Do You Take This Man (7)



“Excellent.” Gretchen motioned toward the elevator and glanced between Lear and me. “Shall we?”

It took every ounce of focus to not run a hand down my dress to make sure it was there. “I’m going to take the stairs, actually, getting my steps in and all,” I said, wondering if the words sounded as flustered to them as they did in my head. I was running calculations about how much it might screw me over with Gretchen if I continued to blow off the guy who was apparently the brother she never had.

Lear nodded, a smile on his lips. “I’ll call with the date for the ceremony, Ms. Brooks. I’m looking forward to working with you.”

Stab, stab, stab. “Looking forward to it.”

I turned toward the stairs, fuming with each step that I’d probably have to work with this annoying jerk.

“Ms. Brooks!” His voice startled me, and I almost tripped as I stopped abruptly. He jogged toward me and, dammit, he looked good when he ran, his body held straight, well-developed shoulders filling out the shirt. “RJ.”

“Yes?”

Gretchen stood near the elevator across the lobby checking her phone, but I had a feeling if I held up two middle fingers dramatically in his face, she might look up at the wrong moment.

“Don’t forget your sandwich.” Lear held out his hand, winked, and I grabbed it, our fingers brushing for a moment and an unwelcome warm tingle radiating up my arm. “I’d hate for you to go hungry.” He smiled again—no, it wasn’t a smile. He smirked and then returned to Gretchen and the now-open elevator doors.

Shit.





Chapter 4


Lear





“HEY, TINA.” I shared a smile with my cousin’s assistant. “Penny around?”

She shook her head. “Hasn’t been in all morning. She wasn’t at the house?”

“She and Kelly went to Charleston to visit Kelly’s parents for the weekend. I thought she was planning to come straight here.” I glanced at my watch. Penny was usually in the office early on Tuesdays. “Thanks, T. I’ll just wait in her office and try her cell.” We were supposed to be meeting to talk through the next several months and create a working plan. Settling in the chair opposite Penny’s desk, I glanced around the office. The exposed brick and industrial look fit her, and black-and-white photos covered the walls. Penny had carved out a niche for herself as someone versatile by taking on small offbeat ceremonies and then, after making connections, earning the trust of people wanting larger, more elaborate events.

I hadn’t grown up with my cousin. She’d graduated high school a few months after Caitlin and I moved to Sybel following our parents’ death. But before she left for college, she’d given us the lay of the land, showed us how to navigate the deep political waters of a small-town high school, and she’d been right. I’d held tight to those reminders ever since.

         If no one sees what bothers you, no one can really mess with you.



     Be nice to everyone.



     If you can’t control it, roll with it.





It was ironic that that last bit of advice came from someone who grew up to be so in control of every detail that I sometimes thought she understood the world to bend at her insistence.

My sister had added a fourth: Date someone nice who doesn’t bring drama to your doorstep.

All four had been in the back of my head since then.

Photos of Penny and her wife lined the window ledge. The two of them together on trips around the world dotted the space. It had been the two of them for a long time. They’d been trying to adopt for years with no luck. Still, I wasn’t the third member of the household they planned on, and I ran through calculations in my head of when I could afford to get my own place and move out of their basement.
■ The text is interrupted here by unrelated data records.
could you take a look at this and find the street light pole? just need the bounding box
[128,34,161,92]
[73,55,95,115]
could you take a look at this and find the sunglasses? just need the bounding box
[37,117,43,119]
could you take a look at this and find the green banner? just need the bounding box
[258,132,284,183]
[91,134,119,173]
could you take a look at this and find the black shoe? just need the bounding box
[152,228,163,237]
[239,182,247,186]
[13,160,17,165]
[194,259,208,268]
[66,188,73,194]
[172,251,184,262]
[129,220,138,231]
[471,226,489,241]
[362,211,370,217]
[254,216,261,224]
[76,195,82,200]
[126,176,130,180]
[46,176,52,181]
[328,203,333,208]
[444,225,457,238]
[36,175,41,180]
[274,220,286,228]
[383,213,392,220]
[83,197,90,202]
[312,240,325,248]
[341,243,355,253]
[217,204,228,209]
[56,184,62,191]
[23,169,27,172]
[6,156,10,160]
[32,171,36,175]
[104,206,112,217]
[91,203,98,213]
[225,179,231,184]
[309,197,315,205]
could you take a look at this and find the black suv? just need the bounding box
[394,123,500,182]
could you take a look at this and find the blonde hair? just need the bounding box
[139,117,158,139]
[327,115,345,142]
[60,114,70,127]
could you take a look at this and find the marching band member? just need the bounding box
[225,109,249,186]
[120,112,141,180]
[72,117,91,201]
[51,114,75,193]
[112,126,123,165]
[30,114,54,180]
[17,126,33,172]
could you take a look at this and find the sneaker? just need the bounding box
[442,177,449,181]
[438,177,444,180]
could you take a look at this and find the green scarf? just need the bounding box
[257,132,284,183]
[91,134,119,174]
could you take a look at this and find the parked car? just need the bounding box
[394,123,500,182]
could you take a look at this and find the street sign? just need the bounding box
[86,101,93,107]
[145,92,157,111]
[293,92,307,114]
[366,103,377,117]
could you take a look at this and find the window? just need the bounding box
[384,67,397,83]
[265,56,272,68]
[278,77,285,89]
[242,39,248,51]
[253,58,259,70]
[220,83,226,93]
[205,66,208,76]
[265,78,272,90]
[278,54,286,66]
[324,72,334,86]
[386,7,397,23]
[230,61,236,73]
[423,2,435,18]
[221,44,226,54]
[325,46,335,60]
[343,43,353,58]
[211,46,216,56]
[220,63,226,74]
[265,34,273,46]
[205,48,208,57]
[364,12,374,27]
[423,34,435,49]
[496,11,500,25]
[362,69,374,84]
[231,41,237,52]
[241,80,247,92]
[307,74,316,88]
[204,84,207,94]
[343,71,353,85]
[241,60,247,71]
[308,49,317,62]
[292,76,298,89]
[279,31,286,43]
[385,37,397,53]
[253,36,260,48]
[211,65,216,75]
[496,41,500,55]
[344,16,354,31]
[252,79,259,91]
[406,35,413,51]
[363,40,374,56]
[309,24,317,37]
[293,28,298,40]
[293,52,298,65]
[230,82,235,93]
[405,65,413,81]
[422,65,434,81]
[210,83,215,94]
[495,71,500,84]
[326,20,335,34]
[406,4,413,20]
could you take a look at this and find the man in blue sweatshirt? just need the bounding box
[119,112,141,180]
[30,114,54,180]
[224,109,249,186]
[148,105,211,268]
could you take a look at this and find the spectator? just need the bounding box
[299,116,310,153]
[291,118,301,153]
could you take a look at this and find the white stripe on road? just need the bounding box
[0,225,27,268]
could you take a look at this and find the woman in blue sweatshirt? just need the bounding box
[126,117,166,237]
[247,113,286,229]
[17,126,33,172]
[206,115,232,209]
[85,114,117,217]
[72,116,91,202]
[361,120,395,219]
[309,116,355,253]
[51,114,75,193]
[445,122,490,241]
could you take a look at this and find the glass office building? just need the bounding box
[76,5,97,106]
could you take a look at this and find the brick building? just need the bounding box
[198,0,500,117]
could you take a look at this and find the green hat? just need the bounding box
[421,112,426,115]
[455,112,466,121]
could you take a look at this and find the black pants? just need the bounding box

My phone buzzed on the desk, and I smiled as I flipped over the device. “Hey, loser.”

“Speak for yourself,” my sister said with a laugh. “How’s North Carolina treating you?” She’d moved to Southern California two years earlier to begin her residency.

“You know. It’s home,” I said, sitting back in the chair. “Need to stop in to see Uncle Harold still.”

She was biting back a comment about me not going to see him yet but, uncharacteristically, she didn’t say it, which was how I knew what her next question would be. “How you doing?”

I glanced out the window, planning to ignore her question. The same question she’d been asking me for months. “I’m fine.”

“Do better,” she said. There were muffled voices in the background that sounded like the coffee shop we used to frequent together. “All you’ve said is ‘fine’ for months.”

“Yeah, you’d think a doctor like yourself would be smart enough to take the hint.” I glanced at my watch again, wondering where the hell Penny was.

“I take hints very well. They’re often disconnected from what someone says out loud. Anyway, when have you ever known me to just let something go?”

“Not once in your life.”

“So . . . ?”

“I’m fine.”

“You’re impossible.” The background noise changed as she stepped outside, and I immediately missed the incessant sunshine of LA, the noise and energy. Things were different in North Carolina—Southern hospitality, but I missed the shine and smiles, even the fake ones. Sarah popped into my mind, and my face shifted into a drawn expression. Her insistence on how happy she was. I shook my head, pushing the image away.